Nesse contexto, a figura do sugar baby refere-se a um indivíduo mais jovem que mantém uma relação com uma pessoa mais velha e financeiramente abastada, o sugar daddy, em que a troca de benefícios é uma característica preponderante. Tais relações são pautadas mais por interesses materiais do que por afeto genuíno, constituindo-se em um arranjo consensual entre adultos.

Induzir adolescente maior de 14 anos e menor de 18 anos a praticar conjunção carnal ou qualquer ato libidinoso mediante vantagens econômicas indiretas configura o tipo penal previsto no art. 218-B, § 2º, inciso I, do Código Penal.
Contudo, a tipificação penal deve ser analisada à luz do contexto específico de cada caso. No arranjo sugar baby e sugar daddy, a relação, ainda que envolva a troca de benefícios materiais, não se enquadra necessariamente nos elementos configuradores do crime de exploração sexual. A ausência de abuso e de vulnerabilidade afasta a tipicidade penal, quando se considera que ambas as partes são adultas e consentem com os termos do relacionamento.

No entanto, induzir adolescente maior de 14 anos e menor de 18 anos a praticar conjunção carnal ou qualquer ato libidinoso mediante vantagens econômicas indiretas configura o tipo penal previsto no art. 218-B, § 2º, inciso I, do Código Penal. Tal prática, ao substituir as normas sociais afetivas por uma relação puramente mercantilista, degrada a relação interpessoal saudável entre as pessoas, prática esta vedada pelo legislador.

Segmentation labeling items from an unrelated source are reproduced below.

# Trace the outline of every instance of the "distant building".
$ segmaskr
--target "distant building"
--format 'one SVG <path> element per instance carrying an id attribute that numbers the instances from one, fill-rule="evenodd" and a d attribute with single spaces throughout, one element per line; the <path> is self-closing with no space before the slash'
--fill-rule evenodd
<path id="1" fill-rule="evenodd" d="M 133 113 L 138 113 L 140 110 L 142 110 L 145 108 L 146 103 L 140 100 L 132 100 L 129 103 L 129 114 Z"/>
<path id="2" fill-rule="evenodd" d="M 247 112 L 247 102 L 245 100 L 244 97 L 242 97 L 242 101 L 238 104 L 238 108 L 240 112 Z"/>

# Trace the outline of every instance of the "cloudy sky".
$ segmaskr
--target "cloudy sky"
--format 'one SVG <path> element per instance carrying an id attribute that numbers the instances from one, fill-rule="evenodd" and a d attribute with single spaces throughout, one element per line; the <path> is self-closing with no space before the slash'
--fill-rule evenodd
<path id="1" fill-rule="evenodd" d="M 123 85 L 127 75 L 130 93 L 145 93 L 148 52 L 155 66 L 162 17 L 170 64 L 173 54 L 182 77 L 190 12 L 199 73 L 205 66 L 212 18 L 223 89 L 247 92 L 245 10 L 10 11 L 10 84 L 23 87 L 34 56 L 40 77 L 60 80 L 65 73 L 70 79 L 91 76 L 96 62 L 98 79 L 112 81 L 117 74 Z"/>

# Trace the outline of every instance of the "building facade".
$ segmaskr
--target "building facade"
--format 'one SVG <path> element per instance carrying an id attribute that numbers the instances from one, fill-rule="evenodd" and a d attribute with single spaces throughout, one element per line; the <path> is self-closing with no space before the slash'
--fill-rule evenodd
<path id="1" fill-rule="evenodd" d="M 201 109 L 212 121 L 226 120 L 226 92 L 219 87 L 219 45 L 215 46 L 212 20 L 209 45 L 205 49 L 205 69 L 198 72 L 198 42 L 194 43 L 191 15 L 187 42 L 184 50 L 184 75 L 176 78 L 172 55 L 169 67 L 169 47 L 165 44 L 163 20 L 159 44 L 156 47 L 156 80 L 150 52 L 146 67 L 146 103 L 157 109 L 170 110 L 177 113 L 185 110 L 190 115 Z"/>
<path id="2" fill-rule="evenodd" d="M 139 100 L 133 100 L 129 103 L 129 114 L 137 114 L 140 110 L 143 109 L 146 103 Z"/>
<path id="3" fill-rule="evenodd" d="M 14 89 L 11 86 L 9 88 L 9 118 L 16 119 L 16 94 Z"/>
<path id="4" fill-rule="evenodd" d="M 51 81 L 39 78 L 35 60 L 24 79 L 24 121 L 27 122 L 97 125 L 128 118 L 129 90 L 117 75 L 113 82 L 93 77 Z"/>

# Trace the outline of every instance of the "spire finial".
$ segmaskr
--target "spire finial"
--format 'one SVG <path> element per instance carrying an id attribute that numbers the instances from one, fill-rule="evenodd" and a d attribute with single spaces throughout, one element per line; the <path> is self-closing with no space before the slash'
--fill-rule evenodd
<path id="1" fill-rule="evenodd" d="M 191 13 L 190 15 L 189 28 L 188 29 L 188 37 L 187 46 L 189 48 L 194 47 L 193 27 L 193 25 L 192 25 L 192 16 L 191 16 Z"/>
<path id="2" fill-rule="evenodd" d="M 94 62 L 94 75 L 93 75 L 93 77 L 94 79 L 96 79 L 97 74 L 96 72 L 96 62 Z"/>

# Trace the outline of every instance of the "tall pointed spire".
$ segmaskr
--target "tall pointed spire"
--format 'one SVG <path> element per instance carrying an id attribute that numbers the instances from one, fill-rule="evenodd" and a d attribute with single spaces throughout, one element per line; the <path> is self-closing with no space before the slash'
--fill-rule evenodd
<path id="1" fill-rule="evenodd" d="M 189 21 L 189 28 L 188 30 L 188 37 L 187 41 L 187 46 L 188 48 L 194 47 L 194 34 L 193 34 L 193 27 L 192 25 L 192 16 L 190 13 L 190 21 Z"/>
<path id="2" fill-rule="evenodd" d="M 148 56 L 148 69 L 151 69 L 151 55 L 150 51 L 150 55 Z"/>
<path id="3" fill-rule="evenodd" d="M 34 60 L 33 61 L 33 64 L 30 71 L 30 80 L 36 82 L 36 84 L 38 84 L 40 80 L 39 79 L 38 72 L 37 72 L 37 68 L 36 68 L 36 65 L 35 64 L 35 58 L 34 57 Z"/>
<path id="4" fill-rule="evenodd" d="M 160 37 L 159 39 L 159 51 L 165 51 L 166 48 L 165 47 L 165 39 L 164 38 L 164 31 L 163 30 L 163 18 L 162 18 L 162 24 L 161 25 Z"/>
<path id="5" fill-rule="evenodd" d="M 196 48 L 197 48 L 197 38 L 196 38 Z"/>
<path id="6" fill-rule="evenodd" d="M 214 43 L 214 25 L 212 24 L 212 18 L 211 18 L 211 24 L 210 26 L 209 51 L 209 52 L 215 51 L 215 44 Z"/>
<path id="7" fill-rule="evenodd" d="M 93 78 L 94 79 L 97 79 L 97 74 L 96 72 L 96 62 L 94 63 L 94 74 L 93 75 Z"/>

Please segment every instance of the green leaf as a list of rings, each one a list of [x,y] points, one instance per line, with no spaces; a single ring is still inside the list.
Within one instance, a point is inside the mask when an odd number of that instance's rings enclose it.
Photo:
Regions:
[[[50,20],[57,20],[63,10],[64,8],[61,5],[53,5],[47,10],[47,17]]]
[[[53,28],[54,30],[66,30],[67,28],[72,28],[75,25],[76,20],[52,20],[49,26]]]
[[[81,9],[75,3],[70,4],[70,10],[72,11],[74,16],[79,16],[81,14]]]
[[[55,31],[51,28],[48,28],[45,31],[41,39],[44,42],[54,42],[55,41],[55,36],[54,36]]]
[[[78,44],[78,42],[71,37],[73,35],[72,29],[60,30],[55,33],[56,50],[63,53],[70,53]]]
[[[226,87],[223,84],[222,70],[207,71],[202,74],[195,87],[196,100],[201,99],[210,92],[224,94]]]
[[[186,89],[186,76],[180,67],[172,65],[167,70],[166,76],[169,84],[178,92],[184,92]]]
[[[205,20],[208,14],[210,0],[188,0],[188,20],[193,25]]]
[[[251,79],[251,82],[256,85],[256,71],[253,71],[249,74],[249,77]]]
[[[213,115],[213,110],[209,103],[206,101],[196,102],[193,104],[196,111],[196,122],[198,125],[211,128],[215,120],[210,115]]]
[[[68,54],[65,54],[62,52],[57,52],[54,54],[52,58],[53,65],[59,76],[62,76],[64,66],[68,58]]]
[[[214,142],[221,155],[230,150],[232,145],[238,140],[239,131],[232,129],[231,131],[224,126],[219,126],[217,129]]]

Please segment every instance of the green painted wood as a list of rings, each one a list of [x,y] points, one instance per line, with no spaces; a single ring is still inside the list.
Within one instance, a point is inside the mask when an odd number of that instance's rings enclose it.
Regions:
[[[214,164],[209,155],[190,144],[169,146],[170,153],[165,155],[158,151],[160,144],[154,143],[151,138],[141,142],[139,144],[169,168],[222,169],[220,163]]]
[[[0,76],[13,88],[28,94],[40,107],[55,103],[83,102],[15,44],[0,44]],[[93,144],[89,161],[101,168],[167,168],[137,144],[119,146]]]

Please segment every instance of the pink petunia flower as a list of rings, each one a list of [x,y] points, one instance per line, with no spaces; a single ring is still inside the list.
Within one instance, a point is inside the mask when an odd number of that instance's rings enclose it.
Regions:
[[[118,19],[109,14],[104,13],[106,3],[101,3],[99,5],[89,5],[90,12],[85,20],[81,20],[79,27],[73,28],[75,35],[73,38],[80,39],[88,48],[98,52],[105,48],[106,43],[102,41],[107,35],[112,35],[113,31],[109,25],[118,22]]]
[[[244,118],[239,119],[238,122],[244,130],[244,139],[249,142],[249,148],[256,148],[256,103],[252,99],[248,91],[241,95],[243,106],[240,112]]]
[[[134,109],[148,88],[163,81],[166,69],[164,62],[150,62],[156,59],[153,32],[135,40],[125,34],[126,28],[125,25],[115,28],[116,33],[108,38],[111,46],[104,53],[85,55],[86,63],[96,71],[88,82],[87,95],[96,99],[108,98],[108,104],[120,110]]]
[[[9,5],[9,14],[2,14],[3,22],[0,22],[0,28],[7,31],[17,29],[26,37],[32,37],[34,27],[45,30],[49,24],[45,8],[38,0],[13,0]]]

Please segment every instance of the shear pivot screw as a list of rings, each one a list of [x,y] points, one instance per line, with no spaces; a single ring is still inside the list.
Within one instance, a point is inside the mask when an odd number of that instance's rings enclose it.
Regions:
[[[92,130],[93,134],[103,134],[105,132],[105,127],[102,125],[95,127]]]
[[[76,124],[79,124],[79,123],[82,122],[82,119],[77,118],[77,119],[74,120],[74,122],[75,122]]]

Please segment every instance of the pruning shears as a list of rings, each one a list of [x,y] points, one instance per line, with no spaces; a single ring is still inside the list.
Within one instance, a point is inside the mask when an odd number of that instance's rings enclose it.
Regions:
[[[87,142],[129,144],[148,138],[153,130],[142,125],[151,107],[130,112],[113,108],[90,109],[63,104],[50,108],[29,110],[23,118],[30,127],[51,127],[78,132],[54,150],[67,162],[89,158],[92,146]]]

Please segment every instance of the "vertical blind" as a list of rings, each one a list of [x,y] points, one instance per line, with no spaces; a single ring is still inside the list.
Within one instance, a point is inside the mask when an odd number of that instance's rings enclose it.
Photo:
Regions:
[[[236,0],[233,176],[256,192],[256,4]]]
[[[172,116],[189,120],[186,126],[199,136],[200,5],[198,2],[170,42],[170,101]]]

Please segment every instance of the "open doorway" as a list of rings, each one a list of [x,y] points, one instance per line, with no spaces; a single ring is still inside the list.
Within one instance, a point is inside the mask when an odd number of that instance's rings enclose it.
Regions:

Destarte, a prática de induzir adolescentes, maior de 14 anos e menor de 18 anos, a relações sexuais mediante vantagens econômicas, na terminologia conhecida como sugar baby, fere profundamente os princípios de proteção à dignidade e ao desenvolvimento saudável dos jovens. A intervenção legislativa busca assegurar um ambiente de crescimento livre de exploração e coerção comercial, garantindo a tutela jurídica adequada conforme os ditames do art. 218-B, § 2º, inciso I, do Código Penal.
STJ. Processo em segredo de justiça, Rel. Ministro Ribeiro Dantas, Quinta Turma, por unanimidade, julgado em 10/9/2024 (info 825).